Ignatian spirituality often focuses on being attentive to the nature of our own desires, especially in discernment. Ignatius discovered that following God’s will is not a question of repressing our desires but rather of getting to know better what we really want. Our deepest desires sometimes are not what we initially think them to be. For example, many college students begin with a concern to earn good grades, to prepare to get a job, and to be accepted by their peers. There is nothing wrong with any of those desires, but over time Jesuit universities ask their students to consider their desires more deeply: About what subjects are they passionate? What sorts of activities enliven them? Where do they feel called to be more generous in relationship? Often this means trying out different majors or shifting friendships, and imagining themselves in different vocations or lines of work. Here the invitation is like that of Jesus to the apostles: “Come and see” (John 1:39).

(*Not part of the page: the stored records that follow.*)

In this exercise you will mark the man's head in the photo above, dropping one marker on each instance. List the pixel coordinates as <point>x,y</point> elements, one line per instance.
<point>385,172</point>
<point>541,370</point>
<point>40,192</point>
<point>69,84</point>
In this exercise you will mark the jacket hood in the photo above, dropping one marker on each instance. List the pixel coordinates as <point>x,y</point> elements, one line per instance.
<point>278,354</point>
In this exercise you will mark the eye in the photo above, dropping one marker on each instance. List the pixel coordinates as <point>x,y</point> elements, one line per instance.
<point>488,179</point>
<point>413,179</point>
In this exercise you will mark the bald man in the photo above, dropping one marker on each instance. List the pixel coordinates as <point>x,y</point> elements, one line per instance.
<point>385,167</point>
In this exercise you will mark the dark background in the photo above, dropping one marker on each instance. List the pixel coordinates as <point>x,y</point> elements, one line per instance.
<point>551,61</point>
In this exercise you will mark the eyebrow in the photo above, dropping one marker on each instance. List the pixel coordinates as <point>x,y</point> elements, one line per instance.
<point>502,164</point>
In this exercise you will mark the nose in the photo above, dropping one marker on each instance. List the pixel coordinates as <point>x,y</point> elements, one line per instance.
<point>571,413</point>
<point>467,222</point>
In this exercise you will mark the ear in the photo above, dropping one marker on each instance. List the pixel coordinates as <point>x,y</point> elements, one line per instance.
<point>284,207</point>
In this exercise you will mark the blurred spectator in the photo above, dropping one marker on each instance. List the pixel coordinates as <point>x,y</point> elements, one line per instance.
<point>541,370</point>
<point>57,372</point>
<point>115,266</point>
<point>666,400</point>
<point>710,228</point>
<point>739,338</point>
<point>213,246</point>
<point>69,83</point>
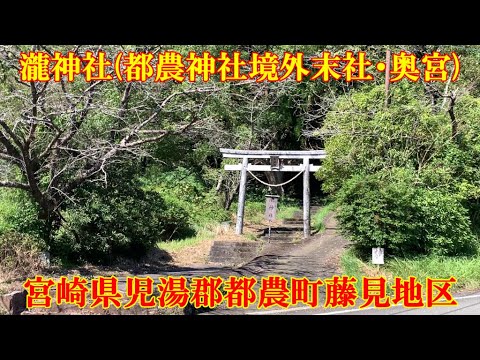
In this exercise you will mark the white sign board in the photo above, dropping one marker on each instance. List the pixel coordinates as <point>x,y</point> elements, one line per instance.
<point>377,256</point>
<point>271,208</point>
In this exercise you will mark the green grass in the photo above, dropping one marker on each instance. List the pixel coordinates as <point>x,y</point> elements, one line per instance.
<point>465,270</point>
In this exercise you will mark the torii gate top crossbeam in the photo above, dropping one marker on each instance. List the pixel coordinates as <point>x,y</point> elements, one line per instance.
<point>282,154</point>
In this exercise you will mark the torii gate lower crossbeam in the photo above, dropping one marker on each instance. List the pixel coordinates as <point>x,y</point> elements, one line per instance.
<point>275,165</point>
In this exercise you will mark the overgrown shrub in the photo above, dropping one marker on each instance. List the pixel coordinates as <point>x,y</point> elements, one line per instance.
<point>403,217</point>
<point>117,220</point>
<point>18,213</point>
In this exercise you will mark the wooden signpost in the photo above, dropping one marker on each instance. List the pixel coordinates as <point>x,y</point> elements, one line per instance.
<point>275,164</point>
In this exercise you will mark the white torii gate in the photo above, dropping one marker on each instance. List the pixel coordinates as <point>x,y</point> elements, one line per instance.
<point>275,165</point>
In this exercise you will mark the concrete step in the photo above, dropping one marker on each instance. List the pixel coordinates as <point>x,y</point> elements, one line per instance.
<point>292,222</point>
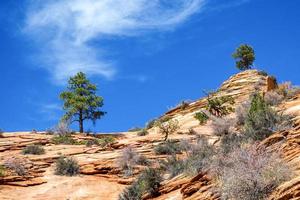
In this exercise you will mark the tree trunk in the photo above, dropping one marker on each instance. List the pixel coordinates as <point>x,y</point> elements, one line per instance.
<point>80,122</point>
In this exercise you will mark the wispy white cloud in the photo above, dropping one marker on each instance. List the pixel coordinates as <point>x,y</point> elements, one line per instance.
<point>66,29</point>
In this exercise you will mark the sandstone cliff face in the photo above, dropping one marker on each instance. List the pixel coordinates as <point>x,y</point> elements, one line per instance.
<point>100,176</point>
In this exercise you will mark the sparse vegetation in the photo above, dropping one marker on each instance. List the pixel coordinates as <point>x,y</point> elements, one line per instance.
<point>201,117</point>
<point>34,150</point>
<point>151,124</point>
<point>143,132</point>
<point>251,173</point>
<point>219,106</point>
<point>81,102</point>
<point>173,166</point>
<point>129,159</point>
<point>17,165</point>
<point>66,167</point>
<point>262,120</point>
<point>2,171</point>
<point>135,129</point>
<point>272,98</point>
<point>244,56</point>
<point>199,156</point>
<point>169,127</point>
<point>167,148</point>
<point>222,126</point>
<point>64,139</point>
<point>148,182</point>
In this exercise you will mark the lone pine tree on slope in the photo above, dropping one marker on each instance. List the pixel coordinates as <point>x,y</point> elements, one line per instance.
<point>244,56</point>
<point>81,102</point>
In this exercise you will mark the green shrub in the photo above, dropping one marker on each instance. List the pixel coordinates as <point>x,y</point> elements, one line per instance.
<point>64,139</point>
<point>67,167</point>
<point>199,156</point>
<point>151,124</point>
<point>17,165</point>
<point>129,159</point>
<point>251,173</point>
<point>262,120</point>
<point>135,129</point>
<point>222,126</point>
<point>148,182</point>
<point>34,150</point>
<point>167,148</point>
<point>173,166</point>
<point>219,106</point>
<point>106,141</point>
<point>2,171</point>
<point>143,132</point>
<point>201,117</point>
<point>272,98</point>
<point>167,128</point>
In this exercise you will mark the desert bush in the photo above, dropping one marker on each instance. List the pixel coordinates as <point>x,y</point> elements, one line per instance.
<point>272,98</point>
<point>129,159</point>
<point>168,147</point>
<point>62,129</point>
<point>106,141</point>
<point>222,126</point>
<point>17,165</point>
<point>66,167</point>
<point>262,120</point>
<point>167,128</point>
<point>251,173</point>
<point>135,129</point>
<point>92,142</point>
<point>1,133</point>
<point>34,150</point>
<point>219,106</point>
<point>151,124</point>
<point>147,182</point>
<point>241,112</point>
<point>64,139</point>
<point>173,166</point>
<point>2,171</point>
<point>143,132</point>
<point>199,156</point>
<point>201,117</point>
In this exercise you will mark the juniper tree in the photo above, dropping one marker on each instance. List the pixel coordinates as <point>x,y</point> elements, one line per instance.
<point>244,56</point>
<point>81,101</point>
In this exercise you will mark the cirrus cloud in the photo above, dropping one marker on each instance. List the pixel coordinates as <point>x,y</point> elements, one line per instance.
<point>65,29</point>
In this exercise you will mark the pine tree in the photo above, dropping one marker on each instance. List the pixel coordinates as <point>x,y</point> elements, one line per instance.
<point>81,101</point>
<point>244,56</point>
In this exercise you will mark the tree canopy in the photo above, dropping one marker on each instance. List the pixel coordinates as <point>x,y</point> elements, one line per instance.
<point>81,101</point>
<point>244,56</point>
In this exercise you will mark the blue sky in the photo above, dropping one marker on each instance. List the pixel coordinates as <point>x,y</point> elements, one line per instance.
<point>145,56</point>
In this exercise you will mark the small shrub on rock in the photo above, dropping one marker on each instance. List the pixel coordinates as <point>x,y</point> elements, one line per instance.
<point>148,182</point>
<point>143,132</point>
<point>201,117</point>
<point>199,156</point>
<point>129,159</point>
<point>34,150</point>
<point>272,98</point>
<point>222,126</point>
<point>262,120</point>
<point>17,165</point>
<point>66,167</point>
<point>251,173</point>
<point>219,106</point>
<point>173,166</point>
<point>167,148</point>
<point>64,139</point>
<point>167,128</point>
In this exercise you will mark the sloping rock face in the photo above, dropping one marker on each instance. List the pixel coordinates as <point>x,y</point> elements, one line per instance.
<point>100,176</point>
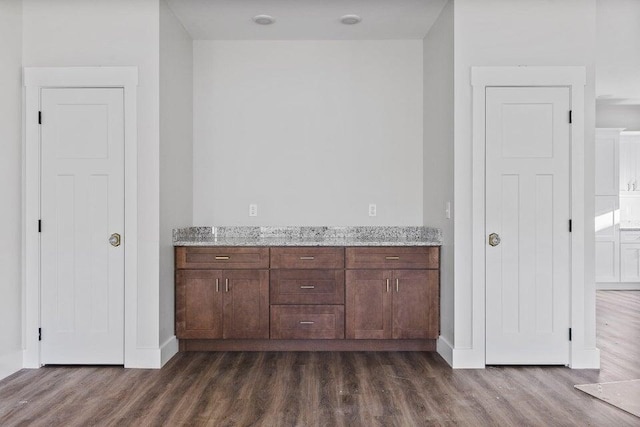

At any age, this process of delving more deeply into our desires continues. The deepening of desire also characterizes our prayerful relationships with God. Over time, I have found that my desire to engage in talk with God, or in active and imaginative prayer, has softened although not disappeared. More and more often, I desire simply to “be with” God. Like spending time with a spouse or long-time friend, sometimes just being in one another’s presence is enough. Remarkably, in these times of mutual presence, other kinds of gifts unfold, and we are invited to plunge even more deeply into our desires for love, for communion and connection, and for God—who is both the object and the source of our very deepest desires.
I find that a useful image to describe the deepening of desire in prayer is wading into the ocean. Near the shoreline, the waves are plentiful, and their activity and energy is engaging—and sometimes overwhelming! As one walks further in, however, the waves become gentler. Eventually the depth requires us to stop walking and swim, allowing the water’s power—instead of only our own—to carry us. As we all experienced when we first learned to swim, there is an act of deep trust in surrendering ourselves to the water and letting its buoyancy sustain and carry us. In our prayerful surrender to God, too, we find a letting go of “self” and letting God carry us. In all this, God also opens us to be more present and deeply connected to others in the larger human family, and to the wider cosmos. Love of God and love of others are interconnected.
God invites us: “Come and see.” And then: “Go deeper.”